2009 UC San Diego Data Mining Contest

The winners have been identified; check the results tab for information. Also, we have reopened the site for continued participation.

Task 1: E-commerce Transaction Anomaly Classification (Easy)

The first task is a binary classification task that involves 19 features from web transaction anomaly data. The training data consist of 94,682 examples, and there are roughly fifty times as many negative examples as positive. The test set consists of 36,019 examples and is drawn from the same distribution as the train set.

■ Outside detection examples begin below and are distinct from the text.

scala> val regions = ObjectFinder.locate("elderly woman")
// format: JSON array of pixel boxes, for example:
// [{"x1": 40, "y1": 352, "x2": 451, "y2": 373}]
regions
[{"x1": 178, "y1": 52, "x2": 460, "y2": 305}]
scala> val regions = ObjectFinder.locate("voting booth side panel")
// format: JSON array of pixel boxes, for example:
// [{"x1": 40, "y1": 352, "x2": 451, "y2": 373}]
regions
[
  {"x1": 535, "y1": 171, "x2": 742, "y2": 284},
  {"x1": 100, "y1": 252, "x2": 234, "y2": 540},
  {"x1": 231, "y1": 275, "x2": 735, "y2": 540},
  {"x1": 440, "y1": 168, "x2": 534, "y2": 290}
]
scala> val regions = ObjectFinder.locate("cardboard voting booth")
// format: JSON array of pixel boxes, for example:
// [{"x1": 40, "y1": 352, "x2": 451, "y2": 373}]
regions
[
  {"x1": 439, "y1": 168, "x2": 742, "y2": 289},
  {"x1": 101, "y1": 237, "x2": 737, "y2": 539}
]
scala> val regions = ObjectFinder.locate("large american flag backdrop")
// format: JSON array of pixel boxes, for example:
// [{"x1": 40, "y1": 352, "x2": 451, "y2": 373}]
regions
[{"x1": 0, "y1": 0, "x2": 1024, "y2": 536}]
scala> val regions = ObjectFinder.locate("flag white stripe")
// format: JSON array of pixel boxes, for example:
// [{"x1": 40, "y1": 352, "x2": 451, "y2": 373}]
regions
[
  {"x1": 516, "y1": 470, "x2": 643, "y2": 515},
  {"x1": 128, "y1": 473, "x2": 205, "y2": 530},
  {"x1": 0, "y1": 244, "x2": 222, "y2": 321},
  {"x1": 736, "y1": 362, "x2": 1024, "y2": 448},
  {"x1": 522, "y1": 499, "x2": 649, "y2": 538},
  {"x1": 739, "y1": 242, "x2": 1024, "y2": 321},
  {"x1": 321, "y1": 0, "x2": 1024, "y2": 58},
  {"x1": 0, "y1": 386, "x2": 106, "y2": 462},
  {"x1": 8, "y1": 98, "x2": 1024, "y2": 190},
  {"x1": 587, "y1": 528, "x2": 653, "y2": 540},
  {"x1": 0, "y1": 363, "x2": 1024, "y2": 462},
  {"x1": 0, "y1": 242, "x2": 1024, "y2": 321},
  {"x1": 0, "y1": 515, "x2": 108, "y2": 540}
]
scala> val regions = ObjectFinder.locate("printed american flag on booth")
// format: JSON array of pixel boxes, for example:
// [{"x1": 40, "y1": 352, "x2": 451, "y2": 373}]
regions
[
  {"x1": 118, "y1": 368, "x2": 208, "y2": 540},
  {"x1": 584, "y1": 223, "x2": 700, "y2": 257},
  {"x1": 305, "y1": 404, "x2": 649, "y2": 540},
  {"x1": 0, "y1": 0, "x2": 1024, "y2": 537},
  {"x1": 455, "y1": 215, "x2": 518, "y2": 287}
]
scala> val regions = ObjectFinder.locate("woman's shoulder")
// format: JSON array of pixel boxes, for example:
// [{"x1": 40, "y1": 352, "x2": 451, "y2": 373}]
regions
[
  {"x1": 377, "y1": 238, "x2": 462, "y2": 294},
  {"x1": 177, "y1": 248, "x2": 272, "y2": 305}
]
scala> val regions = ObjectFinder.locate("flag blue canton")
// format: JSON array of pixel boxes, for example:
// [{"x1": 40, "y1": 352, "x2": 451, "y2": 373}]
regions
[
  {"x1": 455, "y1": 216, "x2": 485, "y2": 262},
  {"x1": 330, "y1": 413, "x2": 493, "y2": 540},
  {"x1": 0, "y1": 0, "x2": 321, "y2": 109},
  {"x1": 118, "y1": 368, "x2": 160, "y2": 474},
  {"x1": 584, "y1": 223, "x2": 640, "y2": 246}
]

You can submit answers on the submission page and see your test set scores immediately on the leaderboard page.

Submitting Answers

Your job is to create a text file containing one line per example in the test set. On each line, give your predicted probability the label is 1 (positive). The probability should be a decimal number between 0 and 1 (inclusive) with up to 6 decimal places of precision. So if you use all 6 decimal places, the format should be x.xxxxxx, where each x is an integer between 0 and 9.

Be careful when submitting because accidently deleting one line may have large repercussions.

Scoring Predictions

Evaluation Metric: The evaluation metric for the E-commerce Transaction Anomaly Classification (Easy) is lift at 20%. If S is the 20% of examples that you think are most likely to have a positive label, then the lift at 20% is proportional to the number of positive examples in S.

Download

The data are available on the download page.